Because the terror takes root so deep down inside you
when you are small and it grafts itself to your bones
and it splices itself into your cells and it grows as you grow;
although it always grows faster than you
it always weighs more, is always stronger, always taller than you are,
is always there, in a hood and habit, towering over you,
its big fists hammering down like a Brother’s.
The surviving survivors then started to talk about another man,
a regular of their group,
who had not turned up at our meeting
though he had promised the others to come.
I am going to call the missing man Paddy.
Paddy had not been well recently,
not since, on Westland Row,
he had spotted a priest who had been
one of the chief torturers of his childhood.
Bumping in to that old sadist had brought an awful lot up for Paddy;
all the fear, all the rage, all the hurt, all the despair.
This absent Paddy had been A Runner
the surviving survivors told me.
What’s A Runner? I asked. And they told.
Paddy got caught every time he ran.
Paddy would be half way up the high wall,
(all these theologised borstals had high, blank walls)
or three quarters of the way up,
or struggling to the top and nearly over it,
and a Brother of Christ would catch him by the leg
and yank him back down. Paddy always got caught.
The Brothers had a special way of punishing A Runner
in this vile prison for the innocent. They broke the child’s bone
with a good clatter of a hurley stick,
a weathered one kept handy for the job.
Often it was a wrist they broke,
sometimes an ankle. To make the children crawl. To make them beg.
To make them think twice about attempting to run away again.
But Paddy never stopped trying to run, no matter how many times
his wrist or his ankle got broke.
Freedom was a-beckoning just beyond that wall.
Freedom to be a child like the other children.
Paddy heard laughing and jousting just beyond that wall.
If he could only just make it over the once
Paddy thought he’d have a chance to laugh and play along.
He was that innocent. He was that holy.
He was that much of A Runner,
You had to run away a few times to
get the name of A Runner. You had to show repeatedly
that your desire for freedom was greater than
the fear of broken bones, or of dying.
The clerics often killed children in those places.
They killed them for hate and for rage and they killed them for pleasure.
They killed them with savage beatings
and they buried them hurriedly in unmarked graves
and the Guards ignored it
and the doctor signed the death certificate as accident
and that was that: covered up.
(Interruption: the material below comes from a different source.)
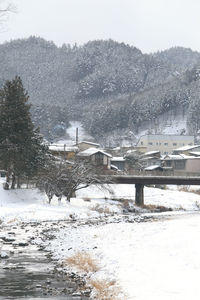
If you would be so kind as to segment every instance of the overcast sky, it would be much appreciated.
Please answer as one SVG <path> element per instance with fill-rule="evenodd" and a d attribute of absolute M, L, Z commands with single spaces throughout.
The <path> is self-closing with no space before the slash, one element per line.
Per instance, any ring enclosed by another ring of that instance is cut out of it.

Forgotten.
A Runner: the most noble title of my nation.
So much more than Taoiseach, or President, or Saoi.
But we have never been a nation.
Our nation died in 1923 at Ballyseedy.
Swift saw us coming: a nation of bonechewers,
a nation that dines on the bones of poor children.
Paddy’s aged a lot, the surviving survivors were telling me,
since he had the misfortune to run in to that toxic old goon of a priest
– still in his frock and all.
He doesn’t come to meetings or take part in social activities with the other
surviving survivors like he used to anymore.
He stays in his bedsit talking to himself
because he can’t run away
Cowering in his bedsit: the cherished one
of all the group,
totem of the uncrushable will to be free
against all odds,
Paddy the Runner:
a shivering snivelling child in his fifties
behind four blank walls
afraid to try climbing over
in case he gets caught.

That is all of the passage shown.